Anybody else? Any other info I can add? I haven't looked for error log as I'm not sure it would do *me* any good, but if someone wants that I can look for it...

I guess if there's not anyone else who can weigh in or throw suggestions my way, I'll thank Adam for all the input, and I may just have to go back to prior ref mgr for now.

jdc

dstillman · September 6, 2013

Can you provide a Debug ID for an export that takes longer than it should? (It doesn't need to take forever—just long enough to demonstrate the problem.)

jclutterBMI · September 6, 2013

Thanks Dan. Got the instructions for turning on debug and will do it right now. It takes a few minutes for system to freeze/crash, but it is predicatable - any RDF export over a few hundred will do it to me.

I'll be back in a bit when it's crashed and submitted to Zotero server.

Thanks,

justin

jclutterBMI · September 6, 2013

Actually ... may be a bit ... I'm playing with RIS and think I may have managed to get an RIS export for a bit over 10,000 refs. I want to see if I can pull them all back in - turns out it's still running/importing. I have a ~3,800 ref set I'd like to export as RDF but fails - when RIS import is done, I'll turn on debug and do an RDF export and upload to server.

thanks,

jdc

jclutterBMI · September 7, 2013

Dan -

I'm having trouble getting logging to cooperate.

I enabled logging, did an export and it hung as usual. I closed Zotero tab but it would not restart Zotero - said there was an ongoing zotero process and I had to wait, but never came back up. To get Zotero going again, I closed FF and restarted but that seemed to flush the log file as it said 0 lines? I *rebooted* and repeated but left preference open while I did the export and I see between 30k and 40k lines logged (have tried a few times). However, after it hangs and I click submit, the progress indicator goes back and forth but it never seems to end. I let it sit almost an hour last night doing this before I shut it down. I've tried "view" log button after it crashes but before submitting - I get a new FF window but it's blank.

First, am I missing something whereby I'm screwing it up?

I assume <40,000 lines of log should upload via cable internet in at most a couple minutes so I assume giving it 40-60 min was enough?

Second, does the log persist somewhere I could go digging in directories and open it in a text or hex editor?

Third, any problem with me logging and "submitting" without trying to hang it?

(Currently, based on link you sent, I've set flag for debug output to true in about:config, started FF from CLI and am running an export. RAM use is escalating like it usually does, but much slower - probably from overhead of outputting to terminal. I'll see if I catch anything that way, but looks like such a massive output my buffer will only hold a fraction.)

Thanks

dstillman · September 7, 2013

You can either click View Output and save the text or generate real-time debug output (except on Windows, where it's too slow), and then zip the text and email it support@zotero.org with a link to this thread. If you go the real-time route, you should enable extensions.zotero.debug.time in addition to the other setting mentioned on that page.

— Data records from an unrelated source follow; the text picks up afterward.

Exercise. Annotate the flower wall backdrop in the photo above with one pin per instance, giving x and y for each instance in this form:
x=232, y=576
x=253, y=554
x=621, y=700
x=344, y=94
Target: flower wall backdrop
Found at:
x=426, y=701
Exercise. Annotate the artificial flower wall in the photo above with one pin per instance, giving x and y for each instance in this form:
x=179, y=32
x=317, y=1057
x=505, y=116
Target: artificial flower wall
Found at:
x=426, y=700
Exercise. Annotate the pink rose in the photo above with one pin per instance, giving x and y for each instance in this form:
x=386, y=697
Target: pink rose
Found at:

dstillman · September 7, 2013

You can probably adjust the terminal's scrollback buffer. But again, we just need enough to demonstrate the problem.

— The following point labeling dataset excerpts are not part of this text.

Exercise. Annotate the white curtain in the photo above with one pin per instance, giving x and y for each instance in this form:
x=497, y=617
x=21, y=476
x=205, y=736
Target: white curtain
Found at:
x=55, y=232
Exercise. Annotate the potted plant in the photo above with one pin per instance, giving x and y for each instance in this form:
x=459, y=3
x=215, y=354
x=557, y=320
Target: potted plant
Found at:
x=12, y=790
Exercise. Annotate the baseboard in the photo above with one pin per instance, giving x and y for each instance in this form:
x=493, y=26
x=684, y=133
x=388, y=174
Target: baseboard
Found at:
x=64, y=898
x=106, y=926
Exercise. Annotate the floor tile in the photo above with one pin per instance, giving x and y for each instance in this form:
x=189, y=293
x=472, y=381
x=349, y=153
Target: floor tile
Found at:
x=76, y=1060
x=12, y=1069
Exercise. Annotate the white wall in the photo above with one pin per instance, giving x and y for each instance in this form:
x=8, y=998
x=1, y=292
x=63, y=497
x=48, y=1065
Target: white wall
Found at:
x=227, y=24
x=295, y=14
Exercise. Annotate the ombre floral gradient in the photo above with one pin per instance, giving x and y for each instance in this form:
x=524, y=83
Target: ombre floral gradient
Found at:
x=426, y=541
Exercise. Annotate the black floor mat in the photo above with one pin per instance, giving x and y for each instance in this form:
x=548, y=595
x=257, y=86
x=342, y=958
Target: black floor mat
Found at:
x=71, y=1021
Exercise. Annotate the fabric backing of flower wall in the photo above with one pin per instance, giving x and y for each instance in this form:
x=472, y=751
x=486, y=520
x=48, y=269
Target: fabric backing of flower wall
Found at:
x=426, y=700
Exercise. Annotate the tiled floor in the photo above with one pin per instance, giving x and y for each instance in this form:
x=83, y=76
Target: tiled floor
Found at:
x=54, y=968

jclutterBMI · September 7, 2013

Just sent files to support@zotero.org. First attempt had delivery failure - maybe too big (570k)? Attachement was zip of 2 txt files and 2 screengrabs showing RAM escalation. I put it on my Google drive, set permissions to "anyone with link", and sent you link.

thanks for help,

jdc

danb · September 23, 2013

I had a similar problem. It was a single article with a non ascii character somewhere.
I don't remember how I fixed it, maybe it wrote part of the RDF and I searched from the last working article, or I did a bisection.
For 14000 articles that would still be only 14 tests.